5. Jean Anouilh:
Becket ou l'honneur de Dieu
écrit: 1959
(184 pages)
lu en mai 2013
résultat: DISLIKE
A l'école, Sandra avait lu la pièce Antigone de l'auteur français Jean Anouilh (1910-1987), qui, comme elle se rappelle plus de vingt ans plus tard, lu avait plutôt plu: Je me rappelle toujours d'un commentaire d'un de mes camarades de classe: "C'est normal que la pièce de plaît.
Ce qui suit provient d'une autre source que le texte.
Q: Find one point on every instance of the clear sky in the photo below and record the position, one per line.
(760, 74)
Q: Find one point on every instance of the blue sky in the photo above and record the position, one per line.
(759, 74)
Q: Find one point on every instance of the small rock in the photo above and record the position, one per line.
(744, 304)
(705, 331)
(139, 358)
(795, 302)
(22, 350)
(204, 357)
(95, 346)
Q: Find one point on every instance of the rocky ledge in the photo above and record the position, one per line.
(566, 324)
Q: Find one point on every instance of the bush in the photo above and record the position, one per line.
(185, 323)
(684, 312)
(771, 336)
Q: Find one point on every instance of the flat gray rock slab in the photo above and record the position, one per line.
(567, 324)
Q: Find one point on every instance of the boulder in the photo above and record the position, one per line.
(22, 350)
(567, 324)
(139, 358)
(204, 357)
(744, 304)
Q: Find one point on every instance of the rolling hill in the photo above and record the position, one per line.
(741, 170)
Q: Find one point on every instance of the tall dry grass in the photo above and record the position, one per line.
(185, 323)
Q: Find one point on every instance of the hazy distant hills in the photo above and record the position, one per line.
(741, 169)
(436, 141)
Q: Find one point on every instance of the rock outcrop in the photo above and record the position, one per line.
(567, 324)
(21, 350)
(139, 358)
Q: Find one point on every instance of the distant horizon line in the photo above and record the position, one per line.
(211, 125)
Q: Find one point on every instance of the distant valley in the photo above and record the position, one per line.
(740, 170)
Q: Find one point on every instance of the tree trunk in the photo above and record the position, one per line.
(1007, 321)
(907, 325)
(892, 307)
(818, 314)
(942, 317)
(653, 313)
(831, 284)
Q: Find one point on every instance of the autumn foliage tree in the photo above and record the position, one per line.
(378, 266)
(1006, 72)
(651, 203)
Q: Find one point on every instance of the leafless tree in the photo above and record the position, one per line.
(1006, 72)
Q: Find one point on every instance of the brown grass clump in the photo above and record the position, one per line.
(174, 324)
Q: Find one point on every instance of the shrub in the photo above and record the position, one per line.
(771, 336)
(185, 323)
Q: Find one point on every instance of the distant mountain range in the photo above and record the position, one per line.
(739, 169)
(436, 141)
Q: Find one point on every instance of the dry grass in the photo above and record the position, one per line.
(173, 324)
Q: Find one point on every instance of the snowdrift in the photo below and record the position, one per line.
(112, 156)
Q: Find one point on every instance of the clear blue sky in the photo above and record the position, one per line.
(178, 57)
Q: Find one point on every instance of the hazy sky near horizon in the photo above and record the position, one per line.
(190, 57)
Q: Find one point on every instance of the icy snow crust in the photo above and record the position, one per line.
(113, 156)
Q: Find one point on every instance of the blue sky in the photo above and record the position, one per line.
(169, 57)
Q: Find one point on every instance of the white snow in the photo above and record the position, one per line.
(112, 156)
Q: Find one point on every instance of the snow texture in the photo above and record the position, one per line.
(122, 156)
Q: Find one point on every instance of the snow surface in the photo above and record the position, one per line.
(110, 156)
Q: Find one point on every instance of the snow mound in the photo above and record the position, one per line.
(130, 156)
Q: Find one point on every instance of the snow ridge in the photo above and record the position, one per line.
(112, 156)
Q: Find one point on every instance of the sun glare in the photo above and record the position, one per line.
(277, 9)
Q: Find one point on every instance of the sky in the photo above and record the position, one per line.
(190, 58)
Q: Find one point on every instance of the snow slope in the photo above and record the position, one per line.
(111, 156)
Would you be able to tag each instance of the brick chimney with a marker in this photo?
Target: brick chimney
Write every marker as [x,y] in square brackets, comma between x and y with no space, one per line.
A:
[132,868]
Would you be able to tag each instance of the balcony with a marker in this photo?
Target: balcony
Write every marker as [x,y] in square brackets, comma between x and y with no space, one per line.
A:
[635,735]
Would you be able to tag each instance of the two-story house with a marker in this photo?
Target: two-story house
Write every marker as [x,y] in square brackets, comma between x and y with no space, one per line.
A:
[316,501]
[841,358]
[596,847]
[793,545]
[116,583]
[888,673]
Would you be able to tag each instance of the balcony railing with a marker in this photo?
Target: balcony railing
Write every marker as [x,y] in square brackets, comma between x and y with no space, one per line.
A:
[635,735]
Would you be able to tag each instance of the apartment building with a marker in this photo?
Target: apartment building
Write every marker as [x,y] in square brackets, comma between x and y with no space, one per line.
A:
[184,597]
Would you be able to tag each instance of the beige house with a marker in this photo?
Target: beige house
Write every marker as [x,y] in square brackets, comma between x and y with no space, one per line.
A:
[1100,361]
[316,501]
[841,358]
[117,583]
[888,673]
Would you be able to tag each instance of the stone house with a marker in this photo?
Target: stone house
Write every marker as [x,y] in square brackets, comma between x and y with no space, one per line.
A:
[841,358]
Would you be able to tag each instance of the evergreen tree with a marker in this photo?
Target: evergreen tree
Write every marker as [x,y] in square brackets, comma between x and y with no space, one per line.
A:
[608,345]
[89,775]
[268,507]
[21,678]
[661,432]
C'est toi Antigone!" "Comment ça, alors?". "Eh bien, t'es toujours là, non?" "Oui...." "T'es pas partie?" "Non..." "Voilà, comme je disais: t'es anti-gone." "Ha-ha-ha." De bons souvenirs.
Et ainsi, en mai 2013, on a choisi une autre pièce d'Anouilh. De toute façon, on aime lire des pièces de théâtre, c'est court, c'est du dialogue (évidemment) et ça se lit vite. Ce qui nous plaisait aussi c'était le sujet de la pièce, le roi Henri II d'Angleterre et Thomas Becket, son archevêque et ami. Après tout, on a fait des études de médiévistique, et le XIIe siècle nous a toujours intéressé.
Malheureusement, nous n'avons pas du tout aimé la façon dont Anouilh a peint les protagonistes. Henry II est présenté comme un idiot qui ne s'intéresse qu'aux filles et à la boisson, et Becket a une biographie tout à fait différente du personnage historique. Je n'ai rien contre la licence poétique, mais cela doit rester plausible. Dans ce cas-ci, les deux personnages avaient l'air tout simplement ridicule. Quel dommage! Une burlesquerie façon Monty Python ou Black Adder aurait pu être amusante et agréable à lire. Mais cela n'a pas été l'intention de l'auteur. Les dialogues semblaient peu recherchés, le tout n'était ni biographie historique, ni satire, cela donnait tout simplement l'impression d'avoir été écrit à la vite-vite.

En faisant une petite recherche sur wikipédia, nous avons appris que, en effet, Anouilh avait écrit cette pièce en un temps archi court sans avoir trop fait de recherches sur le sujet avant de l’entamer. Et bien, il aurait dû, peut-être la pièce aurait été meilleure.
Après avoir fini le premier acte, c'est-à-dire, 30 pages environ, nous en avions mare, les discours nous énervaient trop. Ce drame ne valait pas la peine d'être lu, pourquoi investerions-nous plus de temps dans la lecture qu'Anouilh a investi dans la recherche? On a donc arrêté la lecture. Peut-être d'autres pièces d'Anouilh sont meilleures, mais Becket a été une forte déception.
En bref: dialogues et caractérisation des personnages implausibles et peu recherchés – it's a DISLIKE.